Pink dolphins spur on swimmer to break Hong Kong-Macau record
Hong Kong-based Briton beats old record by 10 minutes as he salutes his 'amazing' team
A large pod of pink dolphins spurred on swimmer Simon Holiday to set a new Hong Kong to Macau record - completing the challenge yesterday in 10 hours, 20 minutes and 30 seconds.
Holliday completed his historic 35 kilometre swim across the Pearl River Delta, from Peaked Hill (Kai Yet Kok) to Hac Sa Beach in Macau, breaking the 2005 record previously held by Beijing marathon swimmer Zhang Jian of 10 hours and 30 minutes.
Ocean paddler Shu Pu, who guided Holliday, also became the first person to paddle solo across the delta.
Holliday raised his arms in triumph as he completed his swim in and was immediately congratulated by well-wishers, including his parents on his Facebook page.
Holliday said he had been swimming with a group of pink dolphins as he closed in on the record.
“There were tough moments – lots of big tankers in the start, and lots of time to contemplate what I was doing, but the jellyfish didn’t appear, and instead, the dolphins did, for over an hour.

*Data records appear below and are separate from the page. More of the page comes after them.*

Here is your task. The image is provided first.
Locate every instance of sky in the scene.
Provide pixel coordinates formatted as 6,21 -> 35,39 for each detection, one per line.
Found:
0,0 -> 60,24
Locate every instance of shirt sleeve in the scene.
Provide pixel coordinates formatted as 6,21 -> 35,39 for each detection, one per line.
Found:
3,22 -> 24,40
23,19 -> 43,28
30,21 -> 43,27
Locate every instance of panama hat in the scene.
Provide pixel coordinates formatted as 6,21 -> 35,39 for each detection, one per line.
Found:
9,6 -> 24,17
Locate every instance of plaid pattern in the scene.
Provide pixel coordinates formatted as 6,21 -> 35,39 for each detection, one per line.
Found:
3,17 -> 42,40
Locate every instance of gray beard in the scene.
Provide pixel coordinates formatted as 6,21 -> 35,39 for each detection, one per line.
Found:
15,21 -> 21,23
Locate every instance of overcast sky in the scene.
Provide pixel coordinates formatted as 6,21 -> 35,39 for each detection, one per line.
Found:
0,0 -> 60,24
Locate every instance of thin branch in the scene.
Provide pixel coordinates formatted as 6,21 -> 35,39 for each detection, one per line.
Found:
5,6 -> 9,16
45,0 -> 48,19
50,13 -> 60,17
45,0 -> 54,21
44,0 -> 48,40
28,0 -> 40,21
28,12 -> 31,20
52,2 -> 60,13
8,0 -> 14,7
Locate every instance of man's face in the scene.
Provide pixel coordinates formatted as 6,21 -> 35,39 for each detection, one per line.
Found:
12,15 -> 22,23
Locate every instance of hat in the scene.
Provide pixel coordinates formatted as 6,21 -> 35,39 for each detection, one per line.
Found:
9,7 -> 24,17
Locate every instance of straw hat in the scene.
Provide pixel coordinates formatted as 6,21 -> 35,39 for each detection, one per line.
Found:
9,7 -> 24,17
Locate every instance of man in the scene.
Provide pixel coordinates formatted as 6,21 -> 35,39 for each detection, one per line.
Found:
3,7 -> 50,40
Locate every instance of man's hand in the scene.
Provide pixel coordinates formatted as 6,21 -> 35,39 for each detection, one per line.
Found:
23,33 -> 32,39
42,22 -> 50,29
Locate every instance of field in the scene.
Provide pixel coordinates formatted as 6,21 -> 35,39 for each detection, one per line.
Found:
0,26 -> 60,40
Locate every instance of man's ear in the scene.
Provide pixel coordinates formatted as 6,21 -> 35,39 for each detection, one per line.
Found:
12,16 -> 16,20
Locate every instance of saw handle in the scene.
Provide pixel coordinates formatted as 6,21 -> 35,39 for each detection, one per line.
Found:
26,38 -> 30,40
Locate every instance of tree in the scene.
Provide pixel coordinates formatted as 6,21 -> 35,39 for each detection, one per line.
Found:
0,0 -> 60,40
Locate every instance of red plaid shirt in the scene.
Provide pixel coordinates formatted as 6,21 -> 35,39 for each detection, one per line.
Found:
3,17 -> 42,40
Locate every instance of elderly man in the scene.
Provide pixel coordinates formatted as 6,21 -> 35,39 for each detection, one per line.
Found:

"It was one of the most amazing moments of my life to see them around us for so long, even though I had to keep my head down and kept going.
“My team have been amazing – Shu Pu has worked tirelessly to make this swim happen and was with me all the way on her outrigger canoe.
“And to the rest of the crew – thanks so much for your tireless support. This wouldn’t have happened without you.”
Doug Woodring of the Ocean Recovery Alliance said: “I’ve never seen so many dolphins – at one point there was around 30 of them. Today was not just a great day for the ocean, but a great day for Hong Kong open-water swimming."
Asked the first thing he was going to do after emerging from the water, Holliday replied: “I am going to have a pint of beer, in a glass.”
The “Clean Cross Swim” aims to raise awareness of plastics in the ocean. So far more than $218,000 has been raised to support the ‘Grate Art’ project, bringing eight local and Chinese artists to create plaques to remind people not to dump into drains on the street which drain directly into the ocean.